– Одно время учился в вашей академии, потом готовился здесь к полету на МКС, тогда же пришлось освежить школьные знания по биологии. Меня готовили в качестве космонавта-исследователя, и в программе нашего полета был ряд экспериментов в области микробиологии. Я в свое время после общеобразовательной школы учился в гимназии с биологическим уклоном, поэтому для проведения этих экспериментов готовили меня, – спокойно пояснил Войтех, игнорируя ее любопытный взгляд и делая вид, что его крайне интересует схема аварийных выходов. – Но саму программу опытов, конечно, составляли настоящие ученые.
– Так вы еще и космонавт? – Саша была добита окончательно.
– Летчик, космонавт, исследователь, чех – все верно, – он посмотрел на нее с улыбкой.
Она откинулась на спинку кресла, все еще не сводя с него взгляда.
– Сколько же вам лет, когда вы все успели?
– Мне тридцать два года и, как мы уже выяснили, я не успел жениться.
– Да уж, когда вам было жениться с такой-то карьерой, – фыркнула она. – А почему ушли?

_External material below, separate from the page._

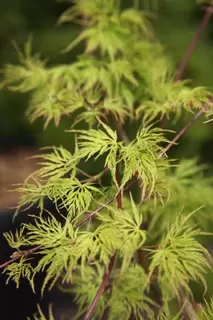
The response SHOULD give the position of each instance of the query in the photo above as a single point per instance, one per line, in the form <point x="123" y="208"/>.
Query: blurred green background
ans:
<point x="175" y="23"/>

Саша отдавала себе отчет в том, что расспрашивать так едва знакомого человека неприлично, но любопытства в ней всегда было едва ли меньше упрямства. В конце концов, если он о чем-то не захочет говорить, может так и сказать.
Перед глазами Войтеха на мгновение появилась холодная, безмолвная чернота, но он усилием воли отогнал от себя воспоминание.
– Так получилось, – он безразлично пожал плечами. Только померкнувшая улыбка выдавала в нем то, что тема ему неприятна. – Я всю жизнь мечтал полететь в космос. Я в него слетал. Пришло время заняться чем-то другим.
Саша поняла, что все-таки наступила на больную мозоль. Любопытство любопытством, но бередить чужие раны она не хотела, поэтому поспешила сменить тему.
– А почему назад в Чехию не вернулись? Неужели в России лучше? Я вот обожаю вашу Прагу.
– На тот момент я прожил тут пять лет. Привык. И потом, – он снова улыбнулся довольно искренне, – чужая страна всегда манит сильнее. У вас здесь… интереснее.
– О да, интереса у нас хватает, – усмехнулась она.
Они еще перекинулись парой слов о каких-то мелочах и замолчали. Войтех о чем-то думал, иногда листал свою папку, периодически поглядывал в темноту за иллюминатором, при этом Саша видела, что мыслями он находился где-то далеко.
Она же поймала себя на попытке вспомнить фамилии всех известных ей космонавтов. К своему стыду, кроме Гагарина и Терешковой, никого вспомнить не смогла. Был ли среди них Дворжак, она не знала тем более, но не верить ему причин у нее не было. Она тоже повернулась к иллюминатору. Ей стало интересно, каково это: побывать в космосе? И что там такого могло произойти, чтобы ему теперь даже вспоминать было неприятно? Выражение его глаз красноречиво говорило о том, что неприятно – это очень слабое определение его чувств.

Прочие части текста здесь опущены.